Dit stadje staat bekend om twee bezienswaardigheden: ten eerste de Maya ruines van de stad, ten tweede Macaw Mountain, een opvang voor geredde papagaaien en andere exotische vogels. Omdat ik vrij laat aankwam was de eerste avond alles al gesloten. De tweede dag heb ik eerst de ruines bezocht. Deze waren mooi om te zien, maar niet zo indrukwekkend als het park in Tikal. Wel waren er in tegenstellong tot Tikal veel dieren te zien. Dit komt vooral doordat Tikal vrij toeristisch is, en veel mensen Honduras door de veiligheidssituatie overslaan. Het park was dan ook vrijwel leeg. Na enkele uren rondgelopen te hebben, heb ik na een sandwich als lunch, de tuktuk genomen naar Macaw Mountain.

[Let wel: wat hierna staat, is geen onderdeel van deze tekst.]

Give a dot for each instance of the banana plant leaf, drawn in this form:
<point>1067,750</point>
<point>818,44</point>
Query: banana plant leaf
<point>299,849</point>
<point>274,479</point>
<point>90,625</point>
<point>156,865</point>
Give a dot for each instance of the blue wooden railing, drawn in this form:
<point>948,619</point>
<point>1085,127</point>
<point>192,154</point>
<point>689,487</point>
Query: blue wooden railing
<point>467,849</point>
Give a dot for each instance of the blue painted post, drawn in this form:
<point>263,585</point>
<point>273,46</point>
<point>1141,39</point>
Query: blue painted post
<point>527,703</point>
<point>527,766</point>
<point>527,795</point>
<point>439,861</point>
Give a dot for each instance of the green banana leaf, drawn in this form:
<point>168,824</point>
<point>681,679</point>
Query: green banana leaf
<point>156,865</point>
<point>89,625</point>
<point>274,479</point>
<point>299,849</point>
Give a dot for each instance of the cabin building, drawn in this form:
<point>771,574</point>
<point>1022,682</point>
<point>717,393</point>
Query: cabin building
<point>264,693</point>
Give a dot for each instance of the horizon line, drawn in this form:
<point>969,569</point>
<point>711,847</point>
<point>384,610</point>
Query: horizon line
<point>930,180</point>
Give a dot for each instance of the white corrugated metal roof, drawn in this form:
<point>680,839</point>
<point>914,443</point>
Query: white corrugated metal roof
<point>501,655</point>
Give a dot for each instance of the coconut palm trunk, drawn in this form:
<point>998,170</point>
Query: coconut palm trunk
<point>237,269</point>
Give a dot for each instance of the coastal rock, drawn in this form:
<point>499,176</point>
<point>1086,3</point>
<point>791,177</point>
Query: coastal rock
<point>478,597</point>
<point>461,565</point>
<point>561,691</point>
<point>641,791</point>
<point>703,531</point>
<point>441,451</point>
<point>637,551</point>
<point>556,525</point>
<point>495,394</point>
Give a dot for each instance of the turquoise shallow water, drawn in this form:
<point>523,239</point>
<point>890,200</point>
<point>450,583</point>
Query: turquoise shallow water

Dit project begon als een kleine opvang voor enkele vogels in het noorden van Honduras. Tegenwoordig is het echter een volledig park, waarin in ongeveer 20 grote verblijven vele vogels verblijven. Ook is er een open “speelplaats” voor vogels die al vrijgelaten zijn en terugkomen, of vogels die niet meer in staat zijn terug de natuur in te gaan maar wel los rond mogen vliegen. Het doel van het park is om de lokale bevolking voorlichting te geven over de vogels, en om de populatie in het wild omhoog te brengen.



Na mijn laatste nacht in een hotel, en een 8,5 uur durende busreis terug door Guatemala en El Salvador vandaag, ben ik nu weer aangekomen op het vliegveld van San Salvador. Over een paar uurtjes zal ik eerst terug vliegen naar Toronto, waar ik een stop van 6 uur heb en even met Michelle ga uiteten. Daarna zal ik ’s avonds weer vertrekkem en vrijdag aankomen op Schiphol.
Ik hoop dat jullie genoten hebben van het geringe aantal berichten op deze reis. Tot de volgende!